For each hormone and laboratory, we examined graphs of grand means,daily means, and aliquot means and examined these quantities for stability over time. We also examined differences in variability and agreement of results among the lab assays. These graphs are presented for ADIOL G and for DHT. Graphs for other androgens are available upon request. Spearman rank correlations are used to measure concordance of grand means among lab assays. The estimated components of variance and SEs of the estimates are tabulated in the “Appendix.” The components of variance are used to obtain estimates of the CVs, ICCs,and MDRDs, which are compared among the labs. To calculate ICCs and CVs in Tables 1,2, we assume that the measurement used is the mean of the two logarithmic-transformed replicates. To calculate MDRD, we assume, in addition, that n1 = 300 cases and n2 = 600 controls are used;these numbers approximate the sample sizes available in an ongoing study of Asian-American women that motivated these assay reliability studies.

ADIOL G.

Fig. 1, a, b, and c displays the results for Loge(ADIOL G), respectively, among the five midfollicular phase women, five midluteal phase women, and five postmenopausal women.
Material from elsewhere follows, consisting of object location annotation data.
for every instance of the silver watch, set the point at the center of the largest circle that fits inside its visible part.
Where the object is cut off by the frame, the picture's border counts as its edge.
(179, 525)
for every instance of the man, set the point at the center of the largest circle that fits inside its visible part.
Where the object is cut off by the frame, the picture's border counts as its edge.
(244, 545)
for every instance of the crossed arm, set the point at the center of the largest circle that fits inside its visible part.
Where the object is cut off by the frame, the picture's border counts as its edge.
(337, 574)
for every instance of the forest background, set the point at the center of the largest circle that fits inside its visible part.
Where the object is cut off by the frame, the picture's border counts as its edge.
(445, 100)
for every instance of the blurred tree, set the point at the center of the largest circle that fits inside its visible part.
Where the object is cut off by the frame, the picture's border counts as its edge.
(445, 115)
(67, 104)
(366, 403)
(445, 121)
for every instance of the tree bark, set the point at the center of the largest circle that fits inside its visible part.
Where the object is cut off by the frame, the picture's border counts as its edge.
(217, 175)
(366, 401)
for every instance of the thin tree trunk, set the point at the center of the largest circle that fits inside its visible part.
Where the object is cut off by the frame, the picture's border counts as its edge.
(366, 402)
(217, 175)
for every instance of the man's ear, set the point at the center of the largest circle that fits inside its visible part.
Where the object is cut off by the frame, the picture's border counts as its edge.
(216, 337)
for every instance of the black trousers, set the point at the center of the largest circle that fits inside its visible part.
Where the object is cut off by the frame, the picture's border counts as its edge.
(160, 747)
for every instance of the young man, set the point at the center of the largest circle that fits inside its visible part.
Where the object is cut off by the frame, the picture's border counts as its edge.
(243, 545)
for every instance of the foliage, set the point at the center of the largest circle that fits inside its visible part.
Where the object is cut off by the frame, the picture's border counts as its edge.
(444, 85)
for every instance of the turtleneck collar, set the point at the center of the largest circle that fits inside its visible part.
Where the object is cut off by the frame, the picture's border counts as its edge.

Each woman is represented by a different symbol. The leftmost symbols represent the grand means of the 16 measurements for each of the five women. The next symbols represent the daily means of the four measurements for each woman on analysis day 1, and connected to each of these symbols are symbols that represent the aliquot means of the two replicate readings from each of the aliquots on that day. Results for the four measurements for each woman on analysis days 2, 3, and 4 are then presented in a similar manner.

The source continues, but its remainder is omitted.